Let $F$ be a non-archimedean local field of residual characteristic $p\neq 2$, and let $E=F[\sqrt{\epsilon}]$ be the quadractic unramified extension, here $\epsilon$ is a non-square element of $\mathcal{O}_{F}^{\times}$. Let $a\in\mathcal{O}_{E}^{\times}$, and $b\in\mathfrak{p}_{E}$ such that
-
$a\overline{a}=1-b\overline{b}$ (here for $a:=a_1+\sqrt{\epsilon}a_2,\;\overline{a}=a_1-\sqrt{\epsilon}a_2$),
-
$\overline{a}b+a\overline{b}=0$.
Then, is it possible to prove $a\in E^{1}(1+\mathfrak{p}_{E})$?
(First approach, given $b$, one can try to find the number of possible elements $a$ such that the above two equations hold. If we take $a=a_1+\sqrt{\epsilon}a_2$, and $b=b_1+\sqrt{\epsilon}b_2$, then Equations 1 and 2, give the relation $(a_1+b_1)^{2}-\epsilon(a_2+b_2)^{2}=1$….)
(Second approach, since $1-b\overline{b}\in 1+\mathfrak{p}_{F}^{2}$, there exists a $c\in\mathcal{O}_{F}^{\times}$ such that $c^2=1-b\overline{b}\in 1+\mathfrak{p}_{F}^{2}$, let $\lambda\in E^1$, then if we take $a=c\lambda$, then $a$ satisfies Equation 1. For it to satisfy Equation 2 as well we must have
$$\overline{c\lambda}b+c\lambda \overline{b}=0
\implies \overline{c}b+c\overline{b}=0\implies c\overline{b}\in\sqrt{\epsilon}\mathcal{O}_{F}.$$
Then we have $c=\smash{\overline{b}}^{-1}\sqrt{\epsilon}u$ for some $u\in\mathcal{O}_{F}$. Upon solving $c\overline{c}=1$, we get $-\epsilon^{-1}b\overline{b}=u^2$.
If $-\epsilon^{-1}b\overline{b}$ is a square in $F$, then we have two choices of $u$.)
Not sure about the next step
Best Answer
You only need (1).
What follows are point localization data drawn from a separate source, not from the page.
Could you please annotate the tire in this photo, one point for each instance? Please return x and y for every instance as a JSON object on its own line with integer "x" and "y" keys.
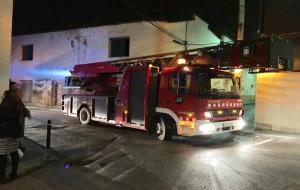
{"x": 85, "y": 116}
{"x": 163, "y": 129}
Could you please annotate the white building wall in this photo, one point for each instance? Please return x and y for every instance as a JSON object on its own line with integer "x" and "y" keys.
{"x": 277, "y": 101}
{"x": 55, "y": 53}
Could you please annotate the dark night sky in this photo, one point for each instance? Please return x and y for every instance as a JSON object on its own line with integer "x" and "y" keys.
{"x": 35, "y": 16}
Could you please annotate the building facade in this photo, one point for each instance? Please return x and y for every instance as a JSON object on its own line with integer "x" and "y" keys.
{"x": 40, "y": 62}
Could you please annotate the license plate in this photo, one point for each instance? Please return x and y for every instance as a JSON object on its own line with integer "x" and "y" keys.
{"x": 227, "y": 124}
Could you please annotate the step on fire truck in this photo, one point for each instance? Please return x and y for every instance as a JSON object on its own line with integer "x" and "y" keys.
{"x": 182, "y": 93}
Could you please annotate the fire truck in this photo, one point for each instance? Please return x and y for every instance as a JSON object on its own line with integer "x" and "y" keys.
{"x": 183, "y": 93}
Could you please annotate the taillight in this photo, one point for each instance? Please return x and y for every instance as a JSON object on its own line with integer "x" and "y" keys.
{"x": 208, "y": 115}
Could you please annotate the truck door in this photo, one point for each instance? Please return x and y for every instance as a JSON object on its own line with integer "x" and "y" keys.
{"x": 137, "y": 89}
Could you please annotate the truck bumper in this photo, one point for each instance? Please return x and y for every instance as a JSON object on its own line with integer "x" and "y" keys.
{"x": 205, "y": 127}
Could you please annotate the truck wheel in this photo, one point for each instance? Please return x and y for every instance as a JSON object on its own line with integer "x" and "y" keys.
{"x": 163, "y": 129}
{"x": 85, "y": 116}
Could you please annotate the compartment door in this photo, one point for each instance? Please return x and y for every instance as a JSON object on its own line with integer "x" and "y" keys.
{"x": 137, "y": 96}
A Hensel's-lemma type approximation, using surjectivity of $\operatorname{tr}_{k_F/k_E}$ (where $k$ denotes residue fields), shows that $N_{E/F} : 1 + \mathfrak p_E \to 1 + \mathfrak p_F$ is surjective. Therefore, since $N_{E/F}(a) = 1 - N_{E/F}(b)$ belongs to $1 + \mathfrak p_F$, there is some $c \in 1 + \mathfrak p_E$ such that $N_{E/F}(c)$ equals $N_{E/F}(a)$, and then $a c^{-1}$ belongs to $E^1$.